I want to revisit this topic because I believe it is extremely important that we get to a better understanding of the obstacles postpartum patients experience so we can flatten the curve with respect to the perinatal treatment cascade. It turns out that screening is easy but accessing care for those with a positive screen with significant depressive symptoms is an entirely distinct outcome.
Recently, a group of investigators examined the barriers to identifying and treating women for PPD. In a meta-analysis that included 32 reviews, the researchers analyzed the barriers women face when they seek help, access care, and engage in treatment for mental health issues while pregnant or in the postpartum period. The researchers found women have a wide variety of barriers to seeking and accessing care related to societal, political, organizational, interpersonal, healthcare professional, and individual factors at every level of the care pathway. In total, the researchers categorized barriers into six overarching themes and 62 sub-themes, and I want to highlight a few of the biggest contributors below.
In the meta-analysis, a major contributor to deciding to consult with a healthcare professional was a lack of understanding of what constituted a perinatal mental illness. This lack of understanding led women to ignore or minimize their symptoms. Others said that the cost of travel or arranging childcare were factors that prevented them from making an appointment with a provider. Some women reported that their healthcare professionals’ normalization of their symptoms was a barrier in the early stages of the care pathway, and others were unclear about the role a healthcare professional played in involving social services and removing their child from their care, or feared being judged as a bad mom.

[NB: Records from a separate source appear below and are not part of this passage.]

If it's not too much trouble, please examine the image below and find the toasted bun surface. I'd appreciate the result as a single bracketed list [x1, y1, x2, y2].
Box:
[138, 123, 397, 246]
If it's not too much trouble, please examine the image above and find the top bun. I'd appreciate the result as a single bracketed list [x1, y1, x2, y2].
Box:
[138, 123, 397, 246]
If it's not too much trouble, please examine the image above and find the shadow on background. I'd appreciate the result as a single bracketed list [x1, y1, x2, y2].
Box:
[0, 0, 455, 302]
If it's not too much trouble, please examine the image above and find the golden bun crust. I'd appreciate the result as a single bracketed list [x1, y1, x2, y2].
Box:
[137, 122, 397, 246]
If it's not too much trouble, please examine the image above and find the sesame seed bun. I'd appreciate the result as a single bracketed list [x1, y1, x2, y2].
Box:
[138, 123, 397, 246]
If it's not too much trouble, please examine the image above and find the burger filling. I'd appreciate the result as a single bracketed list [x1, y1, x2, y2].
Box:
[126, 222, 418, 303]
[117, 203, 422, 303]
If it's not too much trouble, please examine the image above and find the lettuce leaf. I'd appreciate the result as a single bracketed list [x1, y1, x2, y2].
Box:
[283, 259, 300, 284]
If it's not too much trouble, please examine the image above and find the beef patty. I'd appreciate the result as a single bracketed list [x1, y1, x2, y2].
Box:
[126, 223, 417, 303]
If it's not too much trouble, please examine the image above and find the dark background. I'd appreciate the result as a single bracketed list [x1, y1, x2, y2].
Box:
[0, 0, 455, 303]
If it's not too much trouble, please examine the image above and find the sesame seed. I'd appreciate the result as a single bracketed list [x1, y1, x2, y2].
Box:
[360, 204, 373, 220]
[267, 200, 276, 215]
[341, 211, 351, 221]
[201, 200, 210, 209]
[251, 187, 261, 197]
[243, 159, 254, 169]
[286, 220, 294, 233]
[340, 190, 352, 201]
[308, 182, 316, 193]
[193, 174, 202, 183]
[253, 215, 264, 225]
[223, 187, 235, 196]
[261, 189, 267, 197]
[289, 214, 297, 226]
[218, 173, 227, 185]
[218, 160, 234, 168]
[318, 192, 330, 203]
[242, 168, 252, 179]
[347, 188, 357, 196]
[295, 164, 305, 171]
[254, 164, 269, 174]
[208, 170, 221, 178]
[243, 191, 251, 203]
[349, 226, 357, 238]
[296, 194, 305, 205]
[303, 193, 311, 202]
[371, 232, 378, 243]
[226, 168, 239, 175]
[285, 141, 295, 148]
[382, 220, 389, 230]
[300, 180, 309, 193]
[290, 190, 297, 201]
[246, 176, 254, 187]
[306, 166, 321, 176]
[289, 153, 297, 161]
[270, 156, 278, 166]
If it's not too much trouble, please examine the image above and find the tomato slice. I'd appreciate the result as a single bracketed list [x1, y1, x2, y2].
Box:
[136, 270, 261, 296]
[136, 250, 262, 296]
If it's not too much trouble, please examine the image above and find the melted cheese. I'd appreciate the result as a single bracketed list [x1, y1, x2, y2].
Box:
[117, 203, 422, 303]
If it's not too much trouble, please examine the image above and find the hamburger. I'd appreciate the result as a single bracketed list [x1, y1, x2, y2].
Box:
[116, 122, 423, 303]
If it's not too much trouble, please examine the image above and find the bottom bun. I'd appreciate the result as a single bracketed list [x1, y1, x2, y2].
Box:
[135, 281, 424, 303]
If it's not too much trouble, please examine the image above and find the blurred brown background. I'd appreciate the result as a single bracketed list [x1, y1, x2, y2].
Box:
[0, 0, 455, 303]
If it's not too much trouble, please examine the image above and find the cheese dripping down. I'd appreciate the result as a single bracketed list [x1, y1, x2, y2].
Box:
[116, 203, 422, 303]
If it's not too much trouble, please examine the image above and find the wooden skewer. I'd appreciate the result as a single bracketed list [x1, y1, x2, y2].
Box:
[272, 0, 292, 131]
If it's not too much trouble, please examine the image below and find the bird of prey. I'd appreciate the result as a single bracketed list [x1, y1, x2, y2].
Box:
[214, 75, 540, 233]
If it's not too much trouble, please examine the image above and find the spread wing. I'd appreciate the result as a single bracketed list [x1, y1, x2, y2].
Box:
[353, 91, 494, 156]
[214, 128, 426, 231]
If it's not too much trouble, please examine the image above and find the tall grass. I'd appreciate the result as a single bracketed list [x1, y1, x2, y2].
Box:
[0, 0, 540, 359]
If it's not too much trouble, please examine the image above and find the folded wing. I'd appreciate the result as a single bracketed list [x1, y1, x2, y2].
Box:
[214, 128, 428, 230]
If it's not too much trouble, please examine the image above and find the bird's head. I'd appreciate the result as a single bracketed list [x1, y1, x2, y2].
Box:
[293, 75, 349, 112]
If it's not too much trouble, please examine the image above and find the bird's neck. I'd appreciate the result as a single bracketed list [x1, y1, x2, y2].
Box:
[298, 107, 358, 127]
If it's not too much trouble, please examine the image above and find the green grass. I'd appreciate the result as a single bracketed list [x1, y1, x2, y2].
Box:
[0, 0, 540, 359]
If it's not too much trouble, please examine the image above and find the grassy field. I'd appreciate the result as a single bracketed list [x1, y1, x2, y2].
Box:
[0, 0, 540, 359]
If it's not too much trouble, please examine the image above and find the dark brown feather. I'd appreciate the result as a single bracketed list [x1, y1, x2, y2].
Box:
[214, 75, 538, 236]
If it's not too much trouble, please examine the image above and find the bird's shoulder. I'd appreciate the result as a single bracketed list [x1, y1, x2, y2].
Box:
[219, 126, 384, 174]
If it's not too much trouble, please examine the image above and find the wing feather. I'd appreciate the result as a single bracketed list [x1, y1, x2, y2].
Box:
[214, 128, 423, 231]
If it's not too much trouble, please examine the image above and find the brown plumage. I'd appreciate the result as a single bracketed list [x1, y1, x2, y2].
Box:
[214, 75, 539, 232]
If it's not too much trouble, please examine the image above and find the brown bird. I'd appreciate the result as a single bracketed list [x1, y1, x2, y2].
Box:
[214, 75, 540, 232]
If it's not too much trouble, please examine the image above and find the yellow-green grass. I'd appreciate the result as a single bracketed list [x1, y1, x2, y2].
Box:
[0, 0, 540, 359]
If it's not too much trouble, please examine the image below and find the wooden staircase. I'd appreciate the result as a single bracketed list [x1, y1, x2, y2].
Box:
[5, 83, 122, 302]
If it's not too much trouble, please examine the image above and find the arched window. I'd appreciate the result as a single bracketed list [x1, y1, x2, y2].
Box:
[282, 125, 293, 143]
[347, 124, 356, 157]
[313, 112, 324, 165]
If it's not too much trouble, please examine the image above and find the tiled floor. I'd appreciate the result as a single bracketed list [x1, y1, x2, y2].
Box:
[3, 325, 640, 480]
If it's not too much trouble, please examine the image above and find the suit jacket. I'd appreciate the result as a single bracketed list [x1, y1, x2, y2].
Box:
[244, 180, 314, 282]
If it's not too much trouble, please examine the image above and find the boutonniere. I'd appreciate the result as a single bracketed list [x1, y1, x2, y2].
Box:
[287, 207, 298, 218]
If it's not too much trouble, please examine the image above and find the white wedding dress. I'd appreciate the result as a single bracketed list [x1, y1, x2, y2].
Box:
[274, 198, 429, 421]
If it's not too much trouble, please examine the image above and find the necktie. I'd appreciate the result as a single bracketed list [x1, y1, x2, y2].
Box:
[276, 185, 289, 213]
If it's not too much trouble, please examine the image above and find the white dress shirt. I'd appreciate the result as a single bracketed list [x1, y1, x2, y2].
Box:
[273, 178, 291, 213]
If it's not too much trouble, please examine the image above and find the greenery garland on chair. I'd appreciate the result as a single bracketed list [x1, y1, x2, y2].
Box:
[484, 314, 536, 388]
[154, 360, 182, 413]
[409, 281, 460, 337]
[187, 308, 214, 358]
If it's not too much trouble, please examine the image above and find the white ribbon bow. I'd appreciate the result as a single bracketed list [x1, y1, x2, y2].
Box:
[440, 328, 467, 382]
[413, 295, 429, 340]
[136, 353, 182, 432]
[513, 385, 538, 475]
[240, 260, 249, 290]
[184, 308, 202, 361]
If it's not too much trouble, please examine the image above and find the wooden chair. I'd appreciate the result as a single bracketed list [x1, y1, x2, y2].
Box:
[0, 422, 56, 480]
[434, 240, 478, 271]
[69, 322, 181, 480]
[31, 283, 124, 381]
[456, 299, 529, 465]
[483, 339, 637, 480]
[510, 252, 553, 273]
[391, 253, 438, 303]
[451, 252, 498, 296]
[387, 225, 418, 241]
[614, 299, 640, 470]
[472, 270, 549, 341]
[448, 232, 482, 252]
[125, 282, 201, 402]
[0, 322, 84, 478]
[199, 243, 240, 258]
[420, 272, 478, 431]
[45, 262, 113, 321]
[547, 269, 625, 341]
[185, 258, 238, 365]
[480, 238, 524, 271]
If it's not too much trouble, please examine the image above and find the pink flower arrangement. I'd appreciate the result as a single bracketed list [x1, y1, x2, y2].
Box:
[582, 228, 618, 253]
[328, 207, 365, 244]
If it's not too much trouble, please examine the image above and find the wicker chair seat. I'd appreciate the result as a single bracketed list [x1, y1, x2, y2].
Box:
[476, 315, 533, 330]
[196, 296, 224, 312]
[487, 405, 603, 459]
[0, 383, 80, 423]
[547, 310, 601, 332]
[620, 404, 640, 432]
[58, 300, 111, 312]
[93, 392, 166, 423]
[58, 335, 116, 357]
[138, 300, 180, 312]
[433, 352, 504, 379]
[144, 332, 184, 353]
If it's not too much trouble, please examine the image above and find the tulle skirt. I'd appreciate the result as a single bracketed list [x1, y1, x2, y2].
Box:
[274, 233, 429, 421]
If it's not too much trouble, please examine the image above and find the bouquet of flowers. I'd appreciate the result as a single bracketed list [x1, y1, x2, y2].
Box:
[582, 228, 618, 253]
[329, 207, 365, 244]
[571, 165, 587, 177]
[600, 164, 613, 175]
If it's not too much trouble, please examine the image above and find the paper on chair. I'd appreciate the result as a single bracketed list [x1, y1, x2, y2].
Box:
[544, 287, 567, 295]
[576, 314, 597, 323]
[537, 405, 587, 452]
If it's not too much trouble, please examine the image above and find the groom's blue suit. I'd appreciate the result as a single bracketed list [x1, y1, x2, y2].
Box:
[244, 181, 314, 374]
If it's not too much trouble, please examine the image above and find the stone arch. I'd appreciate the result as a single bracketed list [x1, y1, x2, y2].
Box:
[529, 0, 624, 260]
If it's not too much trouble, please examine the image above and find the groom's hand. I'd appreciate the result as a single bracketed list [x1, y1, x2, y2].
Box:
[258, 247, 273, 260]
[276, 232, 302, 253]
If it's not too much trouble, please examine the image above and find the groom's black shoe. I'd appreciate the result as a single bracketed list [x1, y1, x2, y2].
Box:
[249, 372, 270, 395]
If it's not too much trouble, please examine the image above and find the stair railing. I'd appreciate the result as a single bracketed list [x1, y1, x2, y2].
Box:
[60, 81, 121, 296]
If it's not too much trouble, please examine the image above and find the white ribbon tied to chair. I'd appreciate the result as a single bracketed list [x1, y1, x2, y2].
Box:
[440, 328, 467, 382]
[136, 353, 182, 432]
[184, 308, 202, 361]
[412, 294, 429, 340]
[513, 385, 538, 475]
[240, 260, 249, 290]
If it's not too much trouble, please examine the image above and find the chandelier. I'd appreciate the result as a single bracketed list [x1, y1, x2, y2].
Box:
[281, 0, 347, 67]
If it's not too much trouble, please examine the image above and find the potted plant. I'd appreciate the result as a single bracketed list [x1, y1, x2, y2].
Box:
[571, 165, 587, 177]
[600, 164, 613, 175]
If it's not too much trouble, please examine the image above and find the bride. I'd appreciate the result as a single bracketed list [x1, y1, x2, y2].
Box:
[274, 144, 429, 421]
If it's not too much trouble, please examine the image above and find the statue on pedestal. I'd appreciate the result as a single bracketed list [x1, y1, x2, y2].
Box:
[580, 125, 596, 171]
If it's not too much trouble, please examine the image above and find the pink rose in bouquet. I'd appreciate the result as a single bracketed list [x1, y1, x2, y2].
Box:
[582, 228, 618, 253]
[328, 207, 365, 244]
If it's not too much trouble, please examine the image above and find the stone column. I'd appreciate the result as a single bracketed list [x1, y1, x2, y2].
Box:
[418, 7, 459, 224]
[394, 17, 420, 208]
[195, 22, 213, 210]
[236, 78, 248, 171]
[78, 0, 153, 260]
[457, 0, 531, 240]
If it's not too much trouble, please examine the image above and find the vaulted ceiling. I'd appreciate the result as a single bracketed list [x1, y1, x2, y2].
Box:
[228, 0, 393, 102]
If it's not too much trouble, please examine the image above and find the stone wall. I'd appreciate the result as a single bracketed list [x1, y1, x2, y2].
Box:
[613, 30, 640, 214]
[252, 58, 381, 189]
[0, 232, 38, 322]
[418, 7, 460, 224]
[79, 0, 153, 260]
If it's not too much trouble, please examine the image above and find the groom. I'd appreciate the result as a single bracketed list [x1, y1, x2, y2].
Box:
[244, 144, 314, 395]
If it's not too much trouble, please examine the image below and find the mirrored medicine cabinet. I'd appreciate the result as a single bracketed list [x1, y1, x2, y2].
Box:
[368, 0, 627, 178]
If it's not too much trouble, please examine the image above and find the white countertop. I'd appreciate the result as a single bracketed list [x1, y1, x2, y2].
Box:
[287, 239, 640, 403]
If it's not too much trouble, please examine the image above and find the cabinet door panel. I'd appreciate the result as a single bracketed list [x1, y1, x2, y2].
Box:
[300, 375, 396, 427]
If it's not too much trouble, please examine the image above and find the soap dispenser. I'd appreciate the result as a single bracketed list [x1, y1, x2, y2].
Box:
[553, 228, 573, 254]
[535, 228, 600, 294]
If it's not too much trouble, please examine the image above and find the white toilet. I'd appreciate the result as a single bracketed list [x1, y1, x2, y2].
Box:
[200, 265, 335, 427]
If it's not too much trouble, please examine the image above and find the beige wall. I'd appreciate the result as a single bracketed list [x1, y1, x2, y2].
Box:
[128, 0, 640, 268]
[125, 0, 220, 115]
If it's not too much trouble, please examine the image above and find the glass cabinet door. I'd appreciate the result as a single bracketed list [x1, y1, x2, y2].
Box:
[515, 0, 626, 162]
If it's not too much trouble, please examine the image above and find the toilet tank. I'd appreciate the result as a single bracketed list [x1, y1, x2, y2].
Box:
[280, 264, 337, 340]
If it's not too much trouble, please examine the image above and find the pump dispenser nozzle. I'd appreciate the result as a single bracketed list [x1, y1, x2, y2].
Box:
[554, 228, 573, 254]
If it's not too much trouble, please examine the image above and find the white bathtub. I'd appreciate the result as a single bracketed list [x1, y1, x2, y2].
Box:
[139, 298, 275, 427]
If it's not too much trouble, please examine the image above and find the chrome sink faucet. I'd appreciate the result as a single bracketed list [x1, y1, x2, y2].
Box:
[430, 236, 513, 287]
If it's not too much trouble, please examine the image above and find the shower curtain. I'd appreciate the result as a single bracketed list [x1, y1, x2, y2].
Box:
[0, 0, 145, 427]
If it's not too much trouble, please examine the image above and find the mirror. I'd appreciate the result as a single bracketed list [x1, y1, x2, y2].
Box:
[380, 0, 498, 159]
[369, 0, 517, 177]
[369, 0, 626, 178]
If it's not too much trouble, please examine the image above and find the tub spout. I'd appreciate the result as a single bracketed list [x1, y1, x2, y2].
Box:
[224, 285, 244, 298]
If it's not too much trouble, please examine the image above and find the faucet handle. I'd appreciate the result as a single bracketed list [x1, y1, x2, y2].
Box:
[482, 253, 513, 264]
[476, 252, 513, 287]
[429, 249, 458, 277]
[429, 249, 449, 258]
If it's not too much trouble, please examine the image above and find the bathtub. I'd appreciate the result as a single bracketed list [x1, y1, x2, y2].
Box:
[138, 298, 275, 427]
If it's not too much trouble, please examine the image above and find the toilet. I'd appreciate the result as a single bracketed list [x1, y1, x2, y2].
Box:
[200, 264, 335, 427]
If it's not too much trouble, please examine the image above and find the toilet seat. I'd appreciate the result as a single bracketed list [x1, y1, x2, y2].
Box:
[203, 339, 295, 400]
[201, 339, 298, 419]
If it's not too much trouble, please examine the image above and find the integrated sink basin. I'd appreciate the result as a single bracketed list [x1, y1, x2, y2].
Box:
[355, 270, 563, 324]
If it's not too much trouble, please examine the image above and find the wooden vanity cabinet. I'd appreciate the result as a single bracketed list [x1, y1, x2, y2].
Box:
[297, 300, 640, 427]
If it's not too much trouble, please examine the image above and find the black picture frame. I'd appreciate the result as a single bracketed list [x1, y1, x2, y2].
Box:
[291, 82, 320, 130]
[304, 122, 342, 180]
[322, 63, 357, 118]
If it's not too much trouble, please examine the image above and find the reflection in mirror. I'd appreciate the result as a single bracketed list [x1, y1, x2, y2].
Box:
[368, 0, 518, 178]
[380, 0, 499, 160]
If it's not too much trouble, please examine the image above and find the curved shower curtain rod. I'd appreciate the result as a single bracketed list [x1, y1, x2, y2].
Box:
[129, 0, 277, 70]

One of the major societal factors identified in the study is the stigma associated with PPD. It is unfortunate that for so many postpartum patients, an extraordinary stigma associated with PPD still persists despite efforts from a large number of stakeholders, including the scientific community, advocacy groups, and celebrities who have publicly come out and described their experiences with PPD. For so many postpartum patients, there is an inability to let go of the stigma, shame, humiliation, and isolation associated with the suffering that goes along with PPD.
Another factor identified in the study as being an obstacle to care was a lack of a network to help postpartum patients navigate the shifting roles associated with new parenthood, which is magnified if a patient has developed major depressive disorder. This is why a strong social support network is critical to help women navigate the novelty of being a new mom. We were aware of this as a field nearly 30 years ago when Michael W. O’Hara, PhD, published a paper in the Archives of General Psychiatry noting that social support was an important predictor for risk of PPD.
When we talk with patients in clinic, and even when we interviewed subjects for our upcoming documentary More Than Blue, which will be completed in the fall of 2024, women in the postpartum period have cited the navigation of our current healthcare system as one of the greatest obstacles to getting care. Suffering from PPD and being handed a book of potential providers, absent someone helping to navigate that referral system, is really asking a new mom to climb a very tall mountain. Additionally, moms living in rural areas likely don’t have the sort of access to perinatal mental health services that women in more urban areas do.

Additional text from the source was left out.